Euler Class construction of Chern Class

Question

So I'm reading up on how to construct a Chern class inductively via the Euler class and Wikipedia (and the text I'm reading) makes the claim that the Gysin sequence gives that $p_0^*$ is an isomorphism. But I honestly am not seeing how it could be possible that the Gysin sequence is giving this as an isomorphism (although by the way it's written, I feel like it's obvious). My first thoughts are that the cohomology groups to the "sides" of our two groups are zero, but that seems like it would imply that the ith cohomology is zero for all spaces, which seems absurd.

Answer 1

Let's introduce some notation. Let $p: E \to B$ be a complex vector bundle of rank $n$, and let $E_0 = E \setminus B$ denote the complement of the zero section in $E$. The space $E_0$ is essentially a $S^{2n-1}$-bundle over $B$, so we have the Gysin sequence $$\cdots \to H^{i-2n}(B) \xrightarrow{\wedge e} H^i(B) \xrightarrow{p_0^*} H^i(E_0) \to H^{i-2n+1}(B) \to \cdots.$$

For $i < 2n - 1$, it is clear that the two groups on either side is zero, so $p_0^*$ is an isomorphism in this degree. (Note: I am not making any assertions when $i \geq 2n$.) But this is more than what we need (i.e., $i < n$) for the inductive definition of Chern classes.

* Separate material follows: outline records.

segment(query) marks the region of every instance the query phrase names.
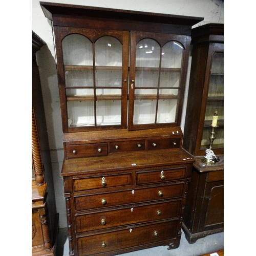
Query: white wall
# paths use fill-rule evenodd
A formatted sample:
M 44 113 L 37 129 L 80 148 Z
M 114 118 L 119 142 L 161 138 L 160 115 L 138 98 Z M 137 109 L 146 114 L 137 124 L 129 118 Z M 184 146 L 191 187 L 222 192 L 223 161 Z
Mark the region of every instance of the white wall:
M 72 5 L 96 6 L 169 14 L 204 17 L 195 27 L 206 23 L 224 23 L 223 0 L 56 0 L 48 1 Z M 60 105 L 58 93 L 54 48 L 51 22 L 45 17 L 39 0 L 32 1 L 32 29 L 47 44 L 37 53 L 43 98 L 51 152 L 57 211 L 60 227 L 67 226 L 62 179 L 60 177 L 63 157 Z M 188 70 L 190 70 L 190 62 Z M 187 77 L 184 111 L 181 120 L 183 130 L 188 88 Z

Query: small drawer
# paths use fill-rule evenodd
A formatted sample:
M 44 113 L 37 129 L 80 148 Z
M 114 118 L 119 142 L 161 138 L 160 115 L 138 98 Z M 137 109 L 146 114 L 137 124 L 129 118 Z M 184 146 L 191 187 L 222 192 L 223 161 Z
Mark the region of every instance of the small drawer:
M 143 150 L 145 150 L 144 140 L 111 142 L 110 145 L 110 152 L 111 153 Z
M 131 185 L 132 174 L 117 174 L 73 180 L 74 191 Z
M 179 217 L 181 199 L 150 205 L 130 205 L 129 208 L 76 217 L 78 233 L 159 221 Z
M 66 150 L 68 158 L 98 157 L 108 155 L 106 143 L 67 145 Z
M 160 169 L 158 170 L 138 172 L 136 184 L 142 185 L 159 182 L 167 182 L 185 178 L 186 167 Z
M 104 255 L 108 251 L 170 240 L 176 237 L 178 225 L 178 220 L 165 221 L 80 237 L 77 239 L 78 256 Z M 162 245 L 168 245 L 169 242 Z
M 147 140 L 147 149 L 148 150 L 153 150 L 164 148 L 179 148 L 180 144 L 180 138 L 151 139 Z
M 181 182 L 169 186 L 75 196 L 75 208 L 81 211 L 177 198 L 182 196 L 184 185 L 184 183 Z

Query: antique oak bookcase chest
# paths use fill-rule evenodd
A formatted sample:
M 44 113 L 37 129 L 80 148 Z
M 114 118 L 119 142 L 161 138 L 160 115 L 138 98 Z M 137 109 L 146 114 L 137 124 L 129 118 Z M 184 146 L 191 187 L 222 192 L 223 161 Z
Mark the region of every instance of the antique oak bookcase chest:
M 70 255 L 177 247 L 195 161 L 181 117 L 203 18 L 40 5 L 54 31 Z

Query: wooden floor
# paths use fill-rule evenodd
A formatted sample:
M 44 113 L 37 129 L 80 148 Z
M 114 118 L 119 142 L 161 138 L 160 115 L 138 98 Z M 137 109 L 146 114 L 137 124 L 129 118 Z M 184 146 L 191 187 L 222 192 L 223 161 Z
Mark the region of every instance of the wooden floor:
M 214 253 L 215 253 L 215 254 L 214 254 Z M 206 254 L 201 255 L 200 256 L 210 256 L 211 254 L 212 254 L 212 256 L 224 256 L 224 249 L 219 251 L 213 251 L 209 253 L 206 253 Z

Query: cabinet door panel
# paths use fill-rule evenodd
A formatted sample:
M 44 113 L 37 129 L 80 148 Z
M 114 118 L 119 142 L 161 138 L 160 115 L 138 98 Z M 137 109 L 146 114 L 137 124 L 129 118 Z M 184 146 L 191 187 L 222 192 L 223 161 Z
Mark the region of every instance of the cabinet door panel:
M 57 27 L 55 33 L 64 132 L 125 128 L 129 32 Z
M 185 36 L 132 32 L 129 130 L 179 123 L 186 44 Z

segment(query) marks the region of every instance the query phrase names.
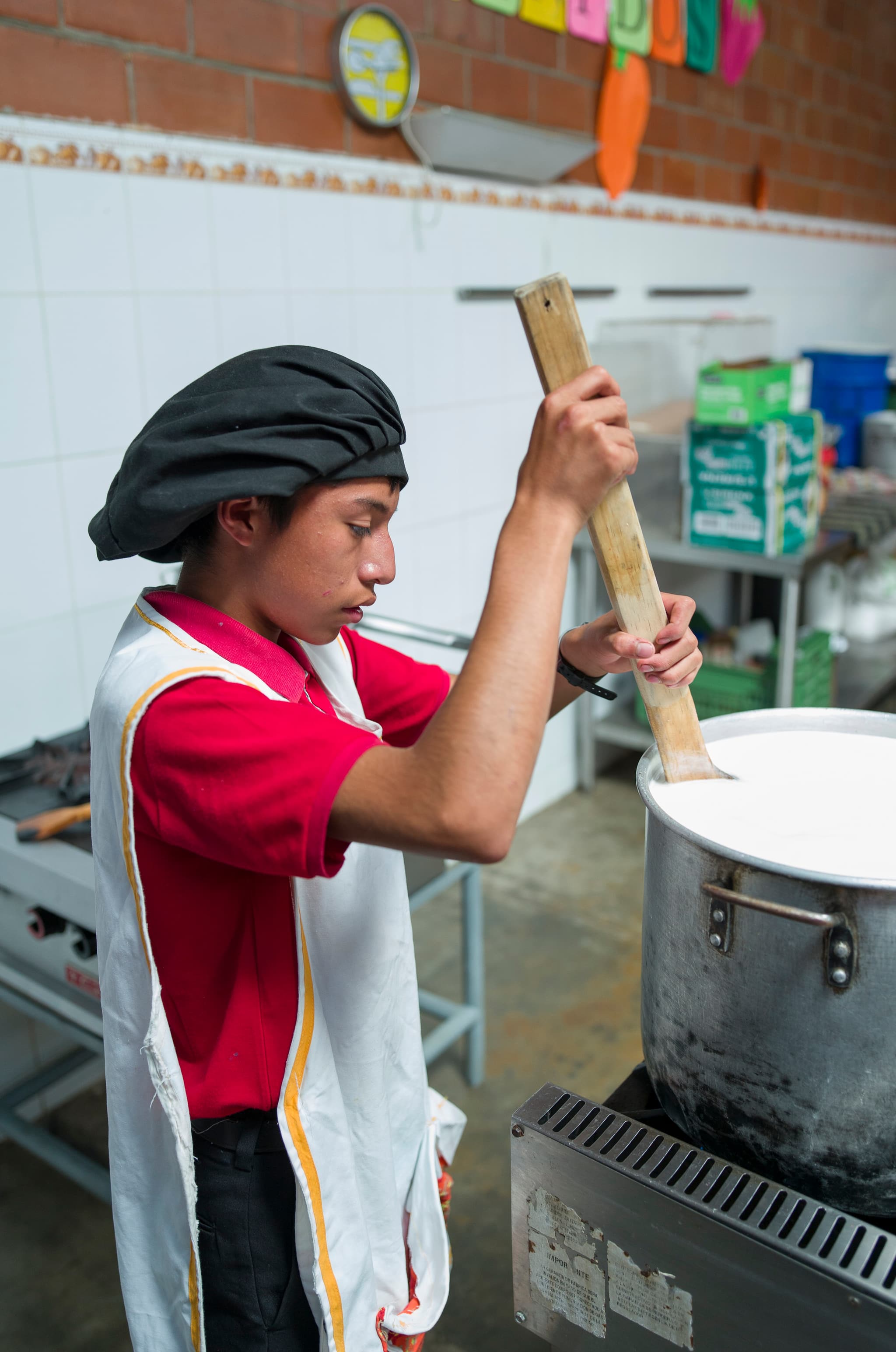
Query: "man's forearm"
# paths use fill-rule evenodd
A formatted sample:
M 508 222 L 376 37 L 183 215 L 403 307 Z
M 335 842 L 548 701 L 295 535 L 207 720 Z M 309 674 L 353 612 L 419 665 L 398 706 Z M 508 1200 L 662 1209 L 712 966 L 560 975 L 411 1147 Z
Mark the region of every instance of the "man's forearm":
M 577 525 L 554 504 L 515 502 L 450 695 L 414 748 L 374 748 L 357 761 L 337 795 L 334 836 L 455 857 L 505 853 L 555 699 Z

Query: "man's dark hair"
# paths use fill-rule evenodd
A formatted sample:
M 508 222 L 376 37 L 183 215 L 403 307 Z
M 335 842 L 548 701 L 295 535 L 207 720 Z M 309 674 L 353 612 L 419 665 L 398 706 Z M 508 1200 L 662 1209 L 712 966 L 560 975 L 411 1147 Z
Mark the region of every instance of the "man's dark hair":
M 305 485 L 303 484 L 303 488 Z M 396 488 L 401 487 L 400 479 L 389 479 L 389 489 L 395 492 Z M 292 521 L 292 514 L 299 500 L 299 493 L 303 491 L 299 488 L 291 498 L 282 498 L 278 493 L 262 493 L 258 502 L 262 504 L 273 527 L 277 533 L 284 531 L 289 522 Z M 188 558 L 203 560 L 208 556 L 208 552 L 215 538 L 215 526 L 218 525 L 218 507 L 212 507 L 209 512 L 200 516 L 199 521 L 192 522 L 186 530 L 181 531 L 178 545 L 181 552 L 181 561 L 186 562 Z

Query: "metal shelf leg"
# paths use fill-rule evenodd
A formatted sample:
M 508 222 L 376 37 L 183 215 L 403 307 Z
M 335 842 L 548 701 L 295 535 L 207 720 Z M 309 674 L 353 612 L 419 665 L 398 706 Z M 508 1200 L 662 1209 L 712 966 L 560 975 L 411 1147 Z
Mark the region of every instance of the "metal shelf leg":
M 781 622 L 778 625 L 778 675 L 774 690 L 777 708 L 793 703 L 793 665 L 796 662 L 796 626 L 800 615 L 799 577 L 781 579 Z
M 464 1003 L 478 1010 L 466 1034 L 466 1078 L 485 1079 L 485 941 L 482 933 L 482 872 L 472 868 L 461 883 L 464 907 Z

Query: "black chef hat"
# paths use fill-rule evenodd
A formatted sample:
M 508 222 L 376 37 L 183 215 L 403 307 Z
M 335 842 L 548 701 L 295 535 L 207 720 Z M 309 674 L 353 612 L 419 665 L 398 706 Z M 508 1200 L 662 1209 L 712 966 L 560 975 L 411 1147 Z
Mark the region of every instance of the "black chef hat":
M 408 475 L 392 391 L 322 347 L 259 347 L 173 395 L 124 452 L 89 525 L 99 558 L 176 562 L 181 533 L 230 498 Z

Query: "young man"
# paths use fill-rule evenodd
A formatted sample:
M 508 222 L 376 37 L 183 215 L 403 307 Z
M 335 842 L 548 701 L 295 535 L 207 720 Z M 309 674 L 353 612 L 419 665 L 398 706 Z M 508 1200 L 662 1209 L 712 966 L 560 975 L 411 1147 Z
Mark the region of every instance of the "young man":
M 580 694 L 557 653 L 572 541 L 637 453 L 601 369 L 542 403 L 451 683 L 346 627 L 395 576 L 403 441 L 365 368 L 246 353 L 158 411 L 91 523 L 100 558 L 184 561 L 91 718 L 135 1352 L 415 1349 L 447 1297 L 464 1117 L 427 1088 L 400 850 L 505 854 L 545 721 Z M 693 603 L 665 603 L 655 646 L 604 615 L 564 669 L 688 683 Z

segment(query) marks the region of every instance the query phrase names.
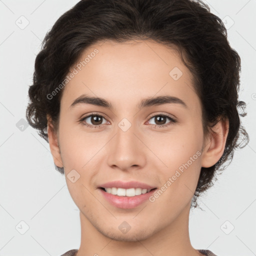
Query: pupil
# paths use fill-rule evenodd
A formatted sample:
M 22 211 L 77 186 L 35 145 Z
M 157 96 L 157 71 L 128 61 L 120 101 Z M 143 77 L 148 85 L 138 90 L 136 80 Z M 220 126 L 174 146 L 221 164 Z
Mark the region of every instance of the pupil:
M 102 118 L 100 116 L 92 116 L 92 120 L 93 122 L 92 122 L 92 124 L 99 124 L 97 123 L 98 122 L 98 120 L 97 120 L 98 119 L 100 119 Z M 96 122 L 96 124 L 94 124 L 94 122 Z
M 159 119 L 160 118 L 164 118 L 164 120 L 162 120 L 162 123 L 161 124 L 164 124 L 164 123 L 165 123 L 165 121 L 166 121 L 166 118 L 164 117 L 164 116 L 158 116 L 156 118 L 156 120 L 157 120 L 157 122 L 160 122 L 159 120 Z

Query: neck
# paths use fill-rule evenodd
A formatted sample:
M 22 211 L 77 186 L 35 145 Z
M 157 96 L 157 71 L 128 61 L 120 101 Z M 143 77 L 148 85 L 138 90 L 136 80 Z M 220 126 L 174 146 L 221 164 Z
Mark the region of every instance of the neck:
M 145 240 L 136 242 L 116 240 L 102 234 L 80 212 L 81 244 L 76 256 L 198 256 L 193 248 L 188 232 L 190 204 L 168 226 Z M 148 228 L 150 229 L 150 224 Z

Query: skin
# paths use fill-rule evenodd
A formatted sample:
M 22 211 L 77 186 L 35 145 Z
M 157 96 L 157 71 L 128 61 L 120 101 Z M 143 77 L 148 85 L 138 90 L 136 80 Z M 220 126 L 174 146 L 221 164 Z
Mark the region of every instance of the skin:
M 192 74 L 175 50 L 149 40 L 108 40 L 90 46 L 80 60 L 96 48 L 99 52 L 64 88 L 56 132 L 48 116 L 54 162 L 64 166 L 68 190 L 80 210 L 77 256 L 202 255 L 190 240 L 191 202 L 201 167 L 212 166 L 223 154 L 228 121 L 217 124 L 216 134 L 204 136 Z M 174 67 L 182 72 L 177 80 L 169 74 Z M 113 110 L 84 104 L 70 107 L 84 94 L 104 98 Z M 166 95 L 182 100 L 188 108 L 178 104 L 138 108 L 142 99 Z M 104 116 L 101 122 L 91 118 L 80 122 L 92 112 Z M 152 117 L 160 113 L 178 122 L 166 118 L 160 123 Z M 125 132 L 118 126 L 124 118 L 132 124 Z M 87 127 L 86 122 L 100 126 Z M 156 127 L 161 124 L 170 125 Z M 98 188 L 116 180 L 139 180 L 160 188 L 197 152 L 200 156 L 154 202 L 120 209 Z M 72 170 L 80 175 L 74 183 L 67 178 Z M 118 229 L 124 221 L 131 226 L 125 234 Z

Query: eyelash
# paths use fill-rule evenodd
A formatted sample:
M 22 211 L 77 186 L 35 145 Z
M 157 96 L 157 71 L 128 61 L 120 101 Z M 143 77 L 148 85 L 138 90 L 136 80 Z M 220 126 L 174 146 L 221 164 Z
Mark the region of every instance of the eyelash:
M 93 114 L 90 114 L 90 116 L 86 116 L 83 118 L 82 119 L 81 119 L 80 120 L 80 122 L 82 123 L 82 124 L 84 126 L 86 126 L 87 127 L 89 127 L 90 128 L 96 128 L 98 127 L 100 127 L 100 126 L 102 126 L 102 124 L 99 124 L 98 126 L 93 126 L 92 124 L 86 124 L 84 122 L 84 120 L 88 118 L 90 118 L 90 116 L 100 116 L 101 118 L 103 118 L 104 119 L 106 119 L 105 118 L 102 114 L 98 114 L 96 113 L 95 113 L 95 114 L 93 113 Z M 174 119 L 174 118 L 172 118 L 168 114 L 164 114 L 163 113 L 160 113 L 160 114 L 155 114 L 154 116 L 152 116 L 150 118 L 149 120 L 152 119 L 152 118 L 155 118 L 156 116 L 161 116 L 161 117 L 164 117 L 164 118 L 169 118 L 170 120 L 170 122 L 166 124 L 162 124 L 162 125 L 152 124 L 152 126 L 154 126 L 154 128 L 156 128 L 166 127 L 168 126 L 173 124 L 177 122 L 178 122 L 176 119 Z

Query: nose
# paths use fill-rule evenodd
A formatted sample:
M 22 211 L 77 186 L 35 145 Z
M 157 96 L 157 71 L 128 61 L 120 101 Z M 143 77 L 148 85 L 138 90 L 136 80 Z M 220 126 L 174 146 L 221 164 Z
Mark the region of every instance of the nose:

One intuitive heuristic to see why $p_0^*$ is an isomorphism in this range is to assume that $E_0$ is a trivial sphere bundle, i.e, $E_0 \cong B \times S^{2n-1}$. Then by the Kunneth formula one sees that the cohomologies of $B$ and $E_0$ agree up to degree $< 2n-1$, since $\tilde{H}^i(S^{2n-1}) = 0$ for $i < 2n-1$.